The probability of choosing among options $X_1$, $X_2$, $X_3$, $...X_n$ is initially uniform, i.e. $P(X_j)=1/n$. On choosing $X_j$, either success or failure will occur (with unknown probabilities, but irrelevant to this question), and $P(X_j)$ immediately becomes $$\frac{\text{Past Successes of }X_j}{\text{Past Successes of }X_j + \text{Past Failures of }X_j}$$
while the probability of the rest of the options diminish proportionally, to normalize the space.
I know in general this is known as "reinforcement learning," but I'm wondering if there's a specific name for this exact, naive algorithm (or the class of such in which this is an instance).
Allow me to walk through a quick example:
- We have options A, B, and C, the probability of each being, initially, $\frac{1}{3}$.
- We choose option B, and it succeeds. Therefore, the probability of B is now $\frac{1}{1+0}$, and the probabilities of A and C adjust to $0$ in order to normalize the probability space to 1.
- We then choose, helplessly, option B again, since its probability is 1. This time, it fails. Therefore, the probability of B is now $\frac{1}{1+1}$, and the probabilities of A and C adjust to $\frac{1}{4}$.
- We then choose, by chance, option C, and it fails, too. Therefore, the probability of C is now $\frac{0}{0+1}$, and the probabilities of A and B, formerly $\frac{1}{4}$ and $\frac{1}{2}$, adjust to $\frac{1}{3}$ and $\frac{2}{3}$.
And so on and so forth.
Is there a specific name by which this algorithm is known?

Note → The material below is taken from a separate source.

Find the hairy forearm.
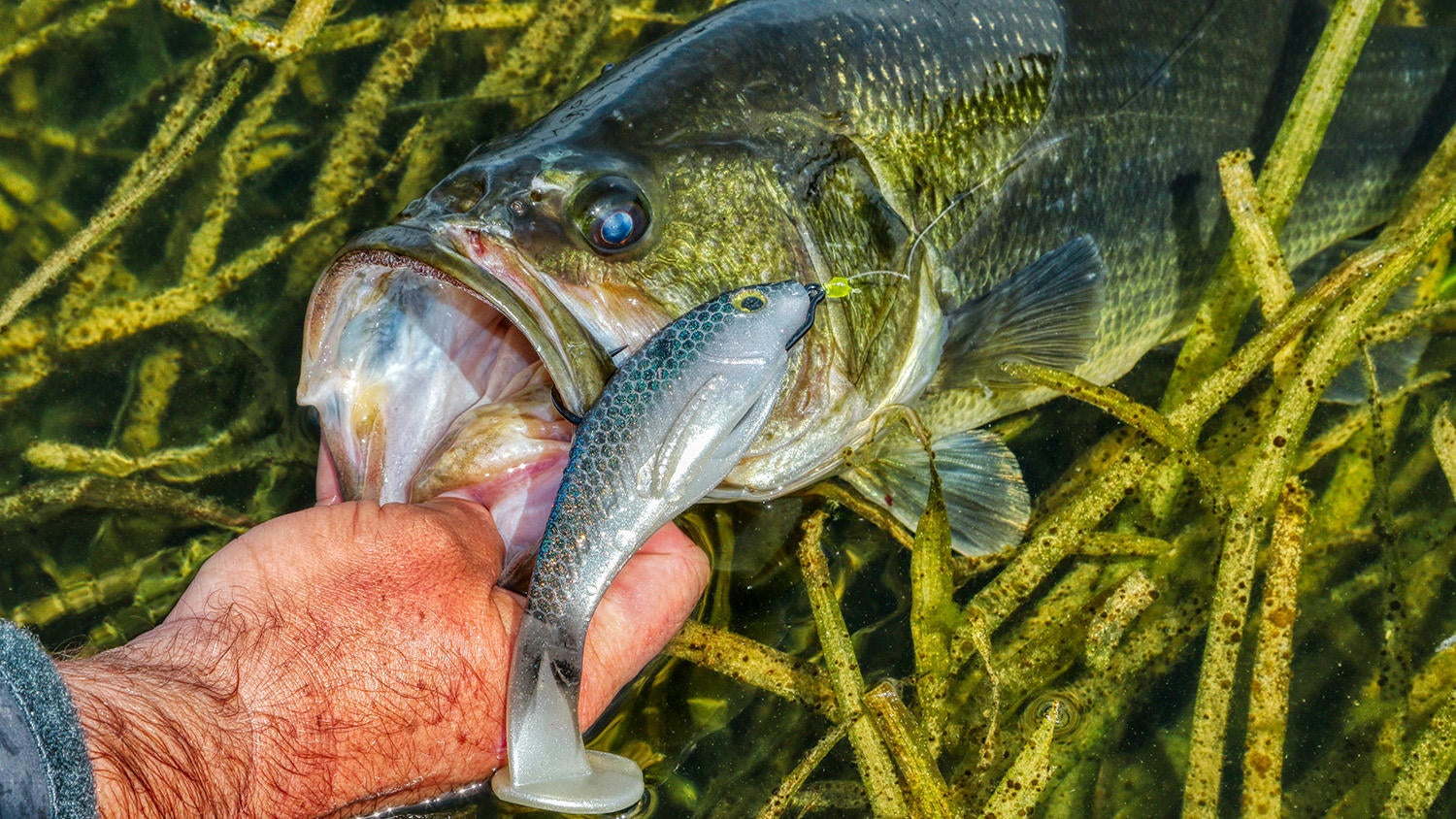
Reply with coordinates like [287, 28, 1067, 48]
[58, 649, 252, 818]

(And in case I'm curious later, as I wouldn't like to ask a separate question for this, is there a name for this algorithm but with decaying "memory" of past successes and failures? I imagine it'd simply be descriptive, e.g. "__ with a decaying function." But, it'd be great if there was a name by which an audience would know exactly the system I'm talking about.)
Thank you in advance.